Executives at Fleet News Award-winning Essential Risk Consultancy believe premiums will rise sharply as insurance companies themselves face claims as a result of the new Bill.
The proposed new Corporate Manslaughter Bill will apply when someone has been killed because the senior management of a corporation has grossly failed to take reasonable care for the safety of employees or others (Fleet NewsNet, March 31).
It is currently out to consultation and could become law within months if a Labour Government is returned to continue the plan it launched before a General Election was called.
Essential Risk Consultancy co-owner Jeremy Hay said that only companies that can show effective working practices as well as clear safety policies will be able to negotiate their premiums once the Bill becomes law.
He said: ‘Insurers face potentially limitless claims as a result of the new Bill. They will have to be ruthless in covering themselves, which will mean higher premiums for most fleets, especially for ones with poor risk management practices.’

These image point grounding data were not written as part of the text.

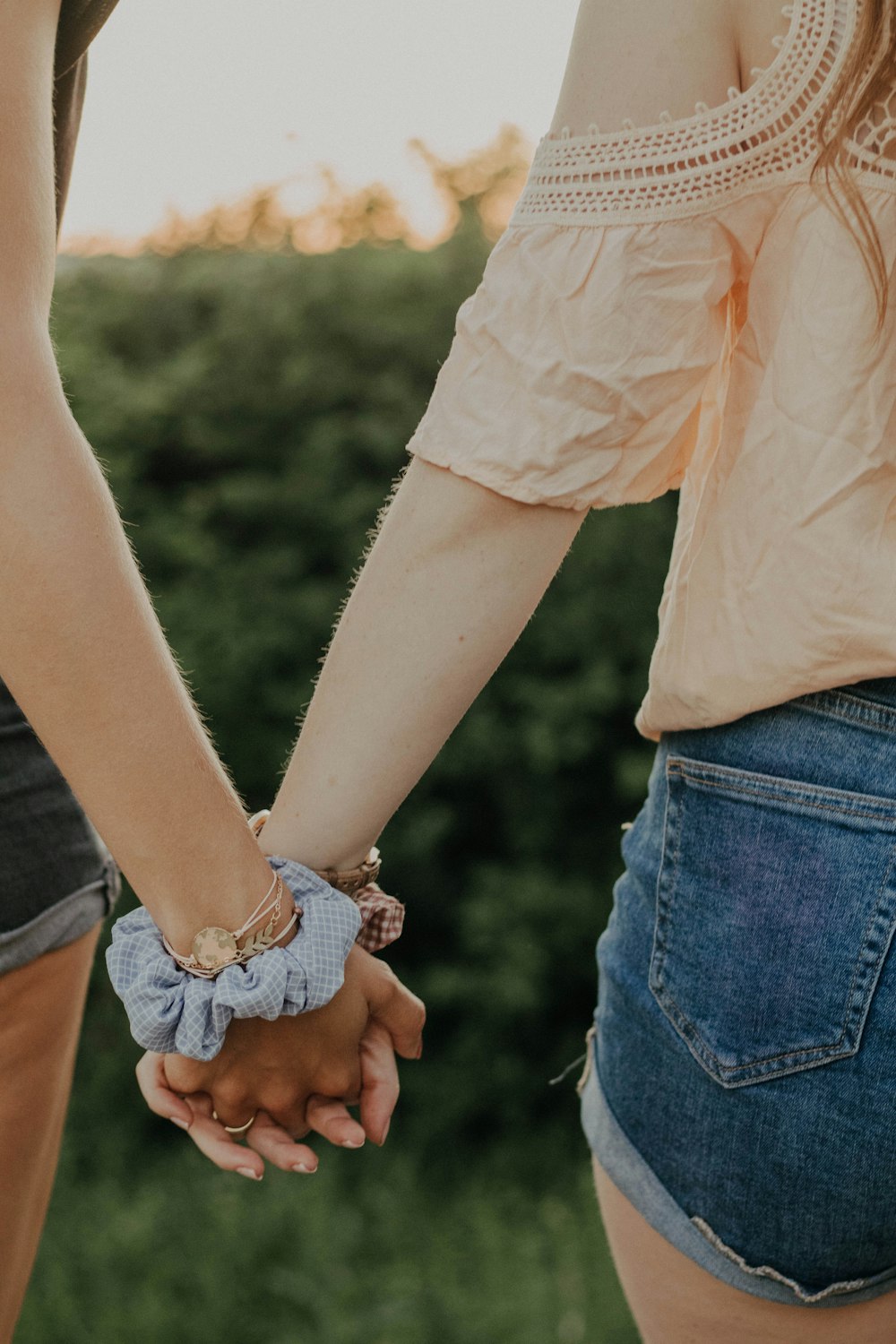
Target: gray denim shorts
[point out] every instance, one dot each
(742, 1081)
(56, 876)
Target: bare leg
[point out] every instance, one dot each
(676, 1301)
(40, 1011)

But he warns against companies simply putting new policies in place, adding that courts in the future will concentrate on actual management behaviour and working practices and not just ‘nice documents’.
Ministers previously stressed that no new burdens will be placed on companies already complying with health and safety legislation.
Announcing the Bill, Home Secretary Charles Clarke said: ‘Reforming the laws on corporate manslaughter is part of the Government’s wider agenda to modernise the criminal justice system – putting victims at the heart of things, protecting the public and ensuring that justice is done.’
The fleet industry has also been invited to comment on he draft Bill while it goes through pre-legislative scrutiny by a parliamentary committee.